Hogan dice che i suoi investimenti in compagnie aeree che servono mercati minori oppure che nei mercati maggiori sono schiacciate dai principali vettori potranno far crescere la dote di passeggeri di Etihad e assicurare le economie di scala necessarie per rendere redditizio il suo raffazzonato impero. «Questo è un gioco a lungo termine», dice Hogan, che divenne amministratore delegato nel 2006, dopo aver guidato Gulf Air. «Questo non è un investimento per 12 mesi; è per i prossimi 20, 30, 40 anni».

Fondata nel 2003, 18 anni dopo Emirates e nove dopo la Qatar Airways, Etihad aveva bisogno di qualcosa di più che di una crescita organica per raggiungere una scala globale, dice Hogan. La sua prima mossa fu di prendere il 2,99 per cento che aveva in Air Berlin nel 2011 e portarlo al 29 per cento qualche mese dopo. Da allora ha aggiunto partecipazioni in Air Seychelles, Aer Lingus, Virgin Australia, Air Serbia – l’ex Jat Airways – e Jet Airways India, e sta cercando l’approvazione dell’Antitrust per investire nel vettore regionale svizzero Darwin Airline. Hogan questo mese ha detto che Etihad sta negoziando la “prossima tappa” del proprio accordo con Air Berlin, dopo che il vettore tedesco ha detto che ha bisogno di migliorare la liquidità.

Investire nell’Alitalia perennemente in rosso, in cui le perdite hanno superato gli 1,1 miliardi di euro in cinque anni, può essere una sfida più difficile. Mentre il vettore con sede a Roma è il numero uno nel terzo mercato europeo per viaggi transfrontalieri (cross-border), è sotto assedio nelle rotte di corto raggio da parte dei vettori low cost guidati da Ryanair e EasyJet.
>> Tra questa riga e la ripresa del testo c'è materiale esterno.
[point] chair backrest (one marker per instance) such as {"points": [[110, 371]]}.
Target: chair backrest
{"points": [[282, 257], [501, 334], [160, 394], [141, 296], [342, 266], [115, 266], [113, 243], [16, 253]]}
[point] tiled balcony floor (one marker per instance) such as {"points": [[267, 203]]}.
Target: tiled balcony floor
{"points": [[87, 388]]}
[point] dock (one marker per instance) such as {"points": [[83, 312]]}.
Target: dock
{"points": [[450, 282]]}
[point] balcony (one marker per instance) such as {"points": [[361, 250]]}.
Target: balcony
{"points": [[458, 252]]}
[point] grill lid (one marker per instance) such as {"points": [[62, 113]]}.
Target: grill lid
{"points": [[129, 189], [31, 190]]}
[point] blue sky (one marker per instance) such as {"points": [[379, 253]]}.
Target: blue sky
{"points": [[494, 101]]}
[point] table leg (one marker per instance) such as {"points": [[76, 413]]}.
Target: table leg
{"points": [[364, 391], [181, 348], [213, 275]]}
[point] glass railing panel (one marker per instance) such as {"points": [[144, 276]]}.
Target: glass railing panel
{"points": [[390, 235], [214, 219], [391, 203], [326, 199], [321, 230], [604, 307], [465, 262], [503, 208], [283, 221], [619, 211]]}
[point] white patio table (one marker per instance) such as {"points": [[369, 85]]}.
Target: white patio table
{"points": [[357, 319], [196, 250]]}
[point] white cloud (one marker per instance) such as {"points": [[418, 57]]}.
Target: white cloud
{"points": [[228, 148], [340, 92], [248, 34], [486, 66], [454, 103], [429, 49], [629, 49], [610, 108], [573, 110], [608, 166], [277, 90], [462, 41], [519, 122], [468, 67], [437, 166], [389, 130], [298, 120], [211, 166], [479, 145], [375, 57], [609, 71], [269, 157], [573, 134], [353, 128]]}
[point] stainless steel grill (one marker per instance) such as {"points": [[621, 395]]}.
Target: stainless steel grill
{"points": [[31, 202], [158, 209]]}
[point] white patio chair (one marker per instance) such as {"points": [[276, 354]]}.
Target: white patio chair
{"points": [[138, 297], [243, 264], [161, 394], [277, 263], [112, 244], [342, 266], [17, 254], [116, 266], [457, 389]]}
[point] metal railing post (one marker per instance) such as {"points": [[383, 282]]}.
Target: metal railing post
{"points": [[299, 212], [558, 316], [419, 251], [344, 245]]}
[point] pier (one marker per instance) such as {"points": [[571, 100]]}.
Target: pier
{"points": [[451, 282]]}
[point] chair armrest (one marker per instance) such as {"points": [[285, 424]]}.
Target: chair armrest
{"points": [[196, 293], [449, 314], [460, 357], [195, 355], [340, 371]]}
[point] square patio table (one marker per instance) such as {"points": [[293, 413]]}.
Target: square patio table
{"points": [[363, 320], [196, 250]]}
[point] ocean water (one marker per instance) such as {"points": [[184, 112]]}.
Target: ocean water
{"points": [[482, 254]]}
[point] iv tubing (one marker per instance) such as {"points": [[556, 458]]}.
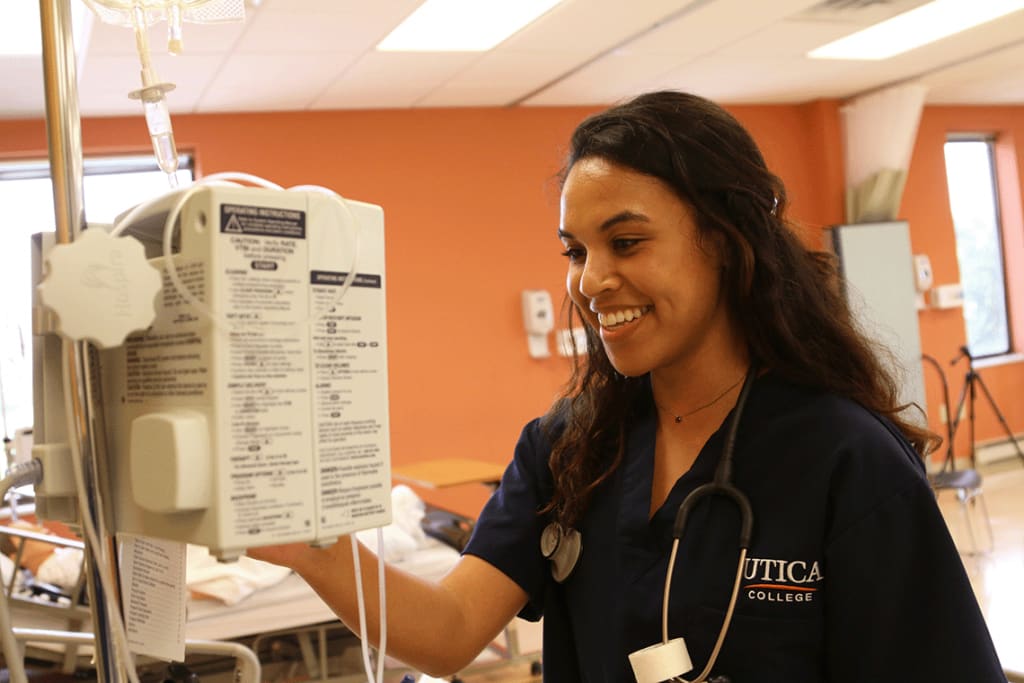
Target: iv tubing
{"points": [[121, 649], [65, 145]]}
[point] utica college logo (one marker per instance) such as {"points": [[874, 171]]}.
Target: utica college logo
{"points": [[780, 581]]}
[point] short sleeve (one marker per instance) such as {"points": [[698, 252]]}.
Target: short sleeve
{"points": [[507, 535]]}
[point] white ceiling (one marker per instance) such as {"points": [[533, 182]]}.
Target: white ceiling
{"points": [[318, 54]]}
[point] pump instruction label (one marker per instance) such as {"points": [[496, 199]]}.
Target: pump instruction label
{"points": [[266, 221], [350, 400], [266, 390]]}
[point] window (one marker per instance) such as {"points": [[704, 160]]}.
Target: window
{"points": [[111, 185], [971, 175]]}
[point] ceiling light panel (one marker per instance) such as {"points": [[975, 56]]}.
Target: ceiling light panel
{"points": [[463, 26], [922, 26]]}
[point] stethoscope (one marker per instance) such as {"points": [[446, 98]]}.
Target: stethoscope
{"points": [[563, 547]]}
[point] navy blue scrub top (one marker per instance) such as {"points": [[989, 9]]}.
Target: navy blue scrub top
{"points": [[851, 575]]}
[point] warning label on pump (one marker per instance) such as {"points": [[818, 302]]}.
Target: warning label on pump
{"points": [[332, 278], [267, 221]]}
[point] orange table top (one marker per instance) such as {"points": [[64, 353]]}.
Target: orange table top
{"points": [[449, 472]]}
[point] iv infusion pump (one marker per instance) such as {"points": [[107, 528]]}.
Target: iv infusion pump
{"points": [[254, 409]]}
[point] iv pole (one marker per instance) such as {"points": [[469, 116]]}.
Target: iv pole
{"points": [[65, 142]]}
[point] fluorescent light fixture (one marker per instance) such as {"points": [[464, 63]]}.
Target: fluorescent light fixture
{"points": [[919, 27], [462, 26], [20, 35]]}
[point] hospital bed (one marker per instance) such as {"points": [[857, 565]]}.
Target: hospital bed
{"points": [[286, 612]]}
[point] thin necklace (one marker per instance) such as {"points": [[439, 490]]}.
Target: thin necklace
{"points": [[679, 418]]}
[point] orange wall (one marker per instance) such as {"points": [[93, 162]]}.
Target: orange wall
{"points": [[926, 206], [471, 210]]}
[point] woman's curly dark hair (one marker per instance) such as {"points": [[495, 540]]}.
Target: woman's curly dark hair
{"points": [[788, 300]]}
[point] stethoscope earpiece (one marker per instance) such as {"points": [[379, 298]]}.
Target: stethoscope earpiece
{"points": [[562, 547]]}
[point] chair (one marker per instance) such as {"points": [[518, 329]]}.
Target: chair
{"points": [[965, 482]]}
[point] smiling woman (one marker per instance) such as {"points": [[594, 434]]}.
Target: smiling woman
{"points": [[722, 368]]}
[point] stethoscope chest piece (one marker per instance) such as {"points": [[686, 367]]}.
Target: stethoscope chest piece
{"points": [[562, 547]]}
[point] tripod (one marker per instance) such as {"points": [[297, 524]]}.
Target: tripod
{"points": [[969, 393]]}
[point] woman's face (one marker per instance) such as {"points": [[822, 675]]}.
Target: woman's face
{"points": [[637, 272]]}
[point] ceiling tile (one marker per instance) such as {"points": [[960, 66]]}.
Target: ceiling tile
{"points": [[22, 88], [105, 82], [608, 79], [398, 78], [271, 82]]}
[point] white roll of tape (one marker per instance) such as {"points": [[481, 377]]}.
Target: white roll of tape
{"points": [[660, 662]]}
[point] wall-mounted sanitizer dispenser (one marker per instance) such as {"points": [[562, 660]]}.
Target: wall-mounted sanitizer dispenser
{"points": [[260, 416]]}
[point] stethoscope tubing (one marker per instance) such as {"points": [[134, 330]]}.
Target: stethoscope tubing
{"points": [[720, 485]]}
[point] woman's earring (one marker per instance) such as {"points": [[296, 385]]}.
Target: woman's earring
{"points": [[562, 547]]}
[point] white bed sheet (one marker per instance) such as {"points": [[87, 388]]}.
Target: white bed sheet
{"points": [[292, 603]]}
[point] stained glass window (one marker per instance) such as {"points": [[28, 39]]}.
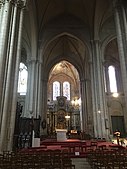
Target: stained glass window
{"points": [[22, 81], [56, 89], [66, 90], [112, 79]]}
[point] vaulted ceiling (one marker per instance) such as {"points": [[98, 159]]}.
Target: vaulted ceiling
{"points": [[87, 11]]}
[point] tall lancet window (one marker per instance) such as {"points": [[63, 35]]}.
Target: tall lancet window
{"points": [[22, 81], [66, 90], [56, 89], [112, 79]]}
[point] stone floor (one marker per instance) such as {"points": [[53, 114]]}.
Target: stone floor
{"points": [[80, 163]]}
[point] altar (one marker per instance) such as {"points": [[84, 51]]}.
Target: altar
{"points": [[61, 134]]}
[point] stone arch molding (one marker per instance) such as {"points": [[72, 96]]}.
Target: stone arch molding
{"points": [[67, 47]]}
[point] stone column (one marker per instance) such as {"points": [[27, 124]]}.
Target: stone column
{"points": [[120, 20], [4, 35], [31, 87], [84, 105], [39, 91], [99, 107], [1, 11], [44, 104], [14, 98]]}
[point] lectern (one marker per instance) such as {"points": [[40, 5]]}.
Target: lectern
{"points": [[61, 134]]}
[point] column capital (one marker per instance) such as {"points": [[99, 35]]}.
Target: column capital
{"points": [[117, 3], [20, 3]]}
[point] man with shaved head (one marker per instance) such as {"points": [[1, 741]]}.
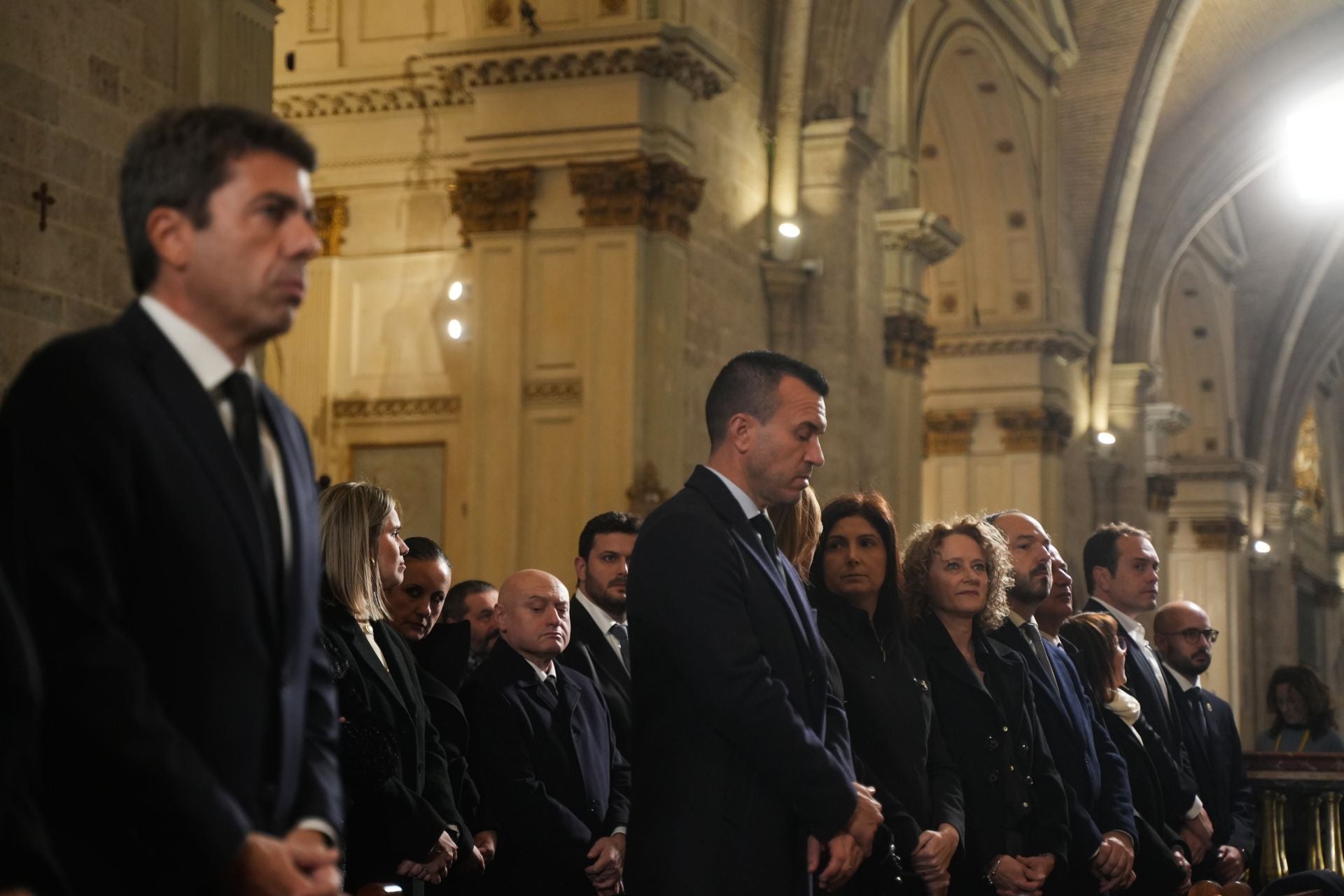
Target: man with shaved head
{"points": [[543, 751], [1186, 643]]}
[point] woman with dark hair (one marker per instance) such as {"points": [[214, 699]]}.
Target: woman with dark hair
{"points": [[400, 812], [1016, 813], [1304, 719], [894, 736], [1098, 652]]}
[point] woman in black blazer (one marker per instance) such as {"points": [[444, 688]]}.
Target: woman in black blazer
{"points": [[1016, 817], [897, 743], [1094, 643], [400, 797]]}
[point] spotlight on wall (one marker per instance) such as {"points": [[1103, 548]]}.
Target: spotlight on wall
{"points": [[1313, 143]]}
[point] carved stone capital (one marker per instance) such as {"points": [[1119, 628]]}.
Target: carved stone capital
{"points": [[906, 342], [638, 192], [1035, 429], [332, 216], [948, 431], [1222, 533], [492, 199]]}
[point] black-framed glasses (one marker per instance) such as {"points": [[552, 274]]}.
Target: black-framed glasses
{"points": [[1193, 636]]}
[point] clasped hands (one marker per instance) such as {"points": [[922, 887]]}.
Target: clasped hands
{"points": [[851, 846]]}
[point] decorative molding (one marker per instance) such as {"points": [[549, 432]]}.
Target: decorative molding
{"points": [[332, 216], [655, 194], [394, 409], [493, 199], [1161, 489], [948, 433], [647, 492], [906, 343], [1065, 344], [553, 391], [1035, 429], [1221, 533]]}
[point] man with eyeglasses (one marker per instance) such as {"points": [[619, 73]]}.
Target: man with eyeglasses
{"points": [[1186, 643]]}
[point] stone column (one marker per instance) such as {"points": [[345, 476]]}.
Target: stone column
{"points": [[911, 241]]}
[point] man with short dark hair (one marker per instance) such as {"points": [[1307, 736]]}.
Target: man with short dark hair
{"points": [[191, 735], [600, 647], [1186, 641], [1101, 813], [1120, 566], [741, 748]]}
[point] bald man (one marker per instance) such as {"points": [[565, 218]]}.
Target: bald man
{"points": [[1186, 641], [543, 752]]}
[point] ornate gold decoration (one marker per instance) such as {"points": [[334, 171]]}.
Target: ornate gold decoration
{"points": [[1034, 429], [387, 409], [553, 391], [1161, 489], [647, 492], [948, 431], [1224, 533], [906, 342], [332, 216], [492, 199], [655, 194]]}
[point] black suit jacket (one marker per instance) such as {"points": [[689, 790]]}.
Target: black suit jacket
{"points": [[549, 769], [1160, 716], [1215, 751], [397, 809], [1088, 762], [592, 653], [195, 704], [741, 747], [1015, 801]]}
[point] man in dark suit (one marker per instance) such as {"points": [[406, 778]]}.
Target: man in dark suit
{"points": [[600, 643], [543, 752], [1120, 567], [1186, 641], [191, 745], [742, 751], [1101, 816]]}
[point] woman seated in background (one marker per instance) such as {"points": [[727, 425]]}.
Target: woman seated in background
{"points": [[400, 808], [1304, 719], [1160, 862], [894, 735], [1016, 817]]}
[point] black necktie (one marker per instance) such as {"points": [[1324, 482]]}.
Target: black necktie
{"points": [[238, 388]]}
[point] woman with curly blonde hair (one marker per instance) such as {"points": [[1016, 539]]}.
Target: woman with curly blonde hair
{"points": [[958, 575]]}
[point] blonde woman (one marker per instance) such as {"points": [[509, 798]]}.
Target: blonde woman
{"points": [[401, 820], [956, 578]]}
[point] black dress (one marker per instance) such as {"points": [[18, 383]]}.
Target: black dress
{"points": [[1014, 799]]}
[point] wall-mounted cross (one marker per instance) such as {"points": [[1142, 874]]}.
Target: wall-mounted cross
{"points": [[45, 202]]}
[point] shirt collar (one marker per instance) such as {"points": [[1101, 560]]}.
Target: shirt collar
{"points": [[743, 500], [206, 360], [1186, 684], [601, 617]]}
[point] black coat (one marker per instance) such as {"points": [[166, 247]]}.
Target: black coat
{"points": [[549, 770], [592, 653], [1015, 801], [1088, 762], [741, 748], [897, 742], [1155, 868], [402, 799], [195, 701]]}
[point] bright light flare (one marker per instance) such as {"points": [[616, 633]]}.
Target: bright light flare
{"points": [[1313, 144]]}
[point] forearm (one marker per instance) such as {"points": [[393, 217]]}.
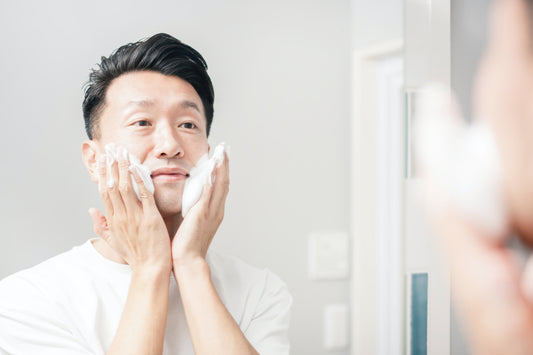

I critici di Hogan fanno i confronti con l’accozzaglia di partecipazioni di di Swissair in compagnie come la belga Sabena, che portò al collasso della compagnia aerea svizzera con debiti di quasi 17 miliardi di franchi nel mese di ottobre 2001. Nella rivale mediorientale Qatar Airways, il ceo Akbar Al Baker ha detto in una intervista di marzo che non predilige gli investimenti “a spizzichi e bocconi”, avendo rifiutato «un sacco di compagnie aeree», tra cui Alitalia, che era stata messa a disposizione «più volte», e i recenti acquisti di Etihad Air Seychelles e Air Serbia.

Alla domanda se Etihad potesse accrescere la propria partecipazione in Aer Lingus, il ceo di Ryanair, Michael O’Leary, ha detto che il vettore del Golfo Persico ha «comprato un sacco di spazzatura, e aumentare la loro partecipazione in Aer Lingus è coerente con questo». Ryanair è il più grande investitore in Aer Lingus, la quale, secondo O’Leary, va incontro a un crollo senza un’acquisizione completa da parte di Ryanair.

La strategia di Hogan è in parte una risposta agli ostacoli legali che in genere limitano le fusioni complete di compagnie aeree alle offerte nazionali e regionali, come quelle che hanno visto la nascita dei tre maggiori vettori negli Stati Uniti e di Air France-Klm e Iag, proprietario di British Airways e della spagnola Iberia, in Europa.

I vettori principali hanno in gran parte evitato partecipazioni di minoranza, preferendo incrementare i collegamenti e il traffico tramite alleanze globali, come la Oneworld, guidata da British Airways e a cui Qatar Airways ha aderito l’anno scorso. Le compagnie aeree hanno anche stretto accordi di joint-venture, che richiedono l’immunità antitrust e lasciano che i vettori operino come entità singole in mercati chiave come il trans-Atlantico e trans-Pacifico, condividendo i ricavi e dei costi e combinando gli orari. Emirates ha fatto questa mossa solo con un patto bilaterale nel 2012 con l’australiana Qantas Airways.

Hogan dice di aver optato per la sua strategia di quote di minoranza dopo che i tre gruppi globali – Star Alliance, SkyTeam e Oneworld – si erano dimostrati restii ad ammettere i vettori del Golfo che stavano costruendo megahub e flotte dei grandi aerei “widebody” per catturare i viaggiatori più redditizi. «Le alleanze non volevano parlare con noi», dice. «Abbiamo ritenuto che bussare alla porta fosse uno spreco di tempo». (…)

Ma degli otto vettori in cui Etihad detiene quote o sta valutando per gli investimenti, solo due fanno soldi.